Cade l'ultimo tabù, Procida vuole aprire i «Misteri» alle donne

Venerdì 22 Febbraio 2019 di Domenico Ambrosino
La processione dei Misteri che si tiene a Procida il giorno del Venerdì Santo registrerà quest'anno molto probabilmente una clamorosa novità. A trasportare a braccio le pesanti tavole iconografiche, che rappresentano episodi della vita, passione e morte del Cristo, insieme ai giovani isolani ci saranno anche le ragazze. È un tabù che cade dopo quattro secoli, da quando agli inizi del 1600 la processione fu promossa dai Gesuiti nell'isola. Le due associazioni procidane dei «Ragazzi dei Misteri» e «L'isola dei Misteri», composte dai giovani che progettano, costruiscono e portano i Misteri pasquali, hanno chiesto ufficialmente alle autorità laiche e religiose della Congrega dei Turchini (che organizza la manifestazione) e della Curia di Napoli da cui la Chiesa procidana dipende la partecipazione attiva delle ragazze al sacro rito.
 
«Da anni scrivono i ragazzi siamo sollecitati, addirittura assillati, da bambine e giovanette dalla possibilità di essere accolte e coinvolte nella costruzione e trasporto dei Misteri.
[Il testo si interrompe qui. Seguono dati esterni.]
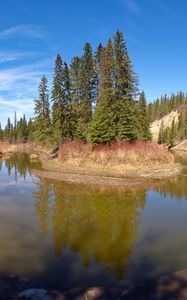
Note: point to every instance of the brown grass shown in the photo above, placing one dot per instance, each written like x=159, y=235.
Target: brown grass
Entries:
x=139, y=153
Ma abbiamo dovuto sempre deluderle, dando loro risposte approssimative, perché finora esiste ancora un veto, di cui non si comprendono le motivazioni, da parte delle autorità organizzatrici». In verità il veto alla partecipazione delle donne alla processione è caduto nel 2014, quando furono ammesse al corteo penitenziale le «consorelle», cioè le donne che nel frattempo si erano iscritte alle varie congreghe dell'isola, grazie ai nuovi regolamenti emanati dalla Chiesa. Ma la loro partecipazione finora resta ridotta a un ruolo secondario: le «consorelle» sfilano accanto alla statua della Madonna Addolorata, o si limitano a tenere in braccio il proprio «Angioletto», ma non prendono parte al trasporto dei Misteri, una «fatica» riservata solo ai maschi. «Ora spiega Giuseppe Lubrano, animatore dell'«Isola dei Misteri» - è tempo di cambiare. Noi che stiamo portando avanti un progetto didattico presso la scuola media locale proprio sulla ideazione e costruzione dei Misteri, abbiamo raccolto un vero e proprio grido da parte delle ragazze che chiedono di partecipare attivamente alla Processione».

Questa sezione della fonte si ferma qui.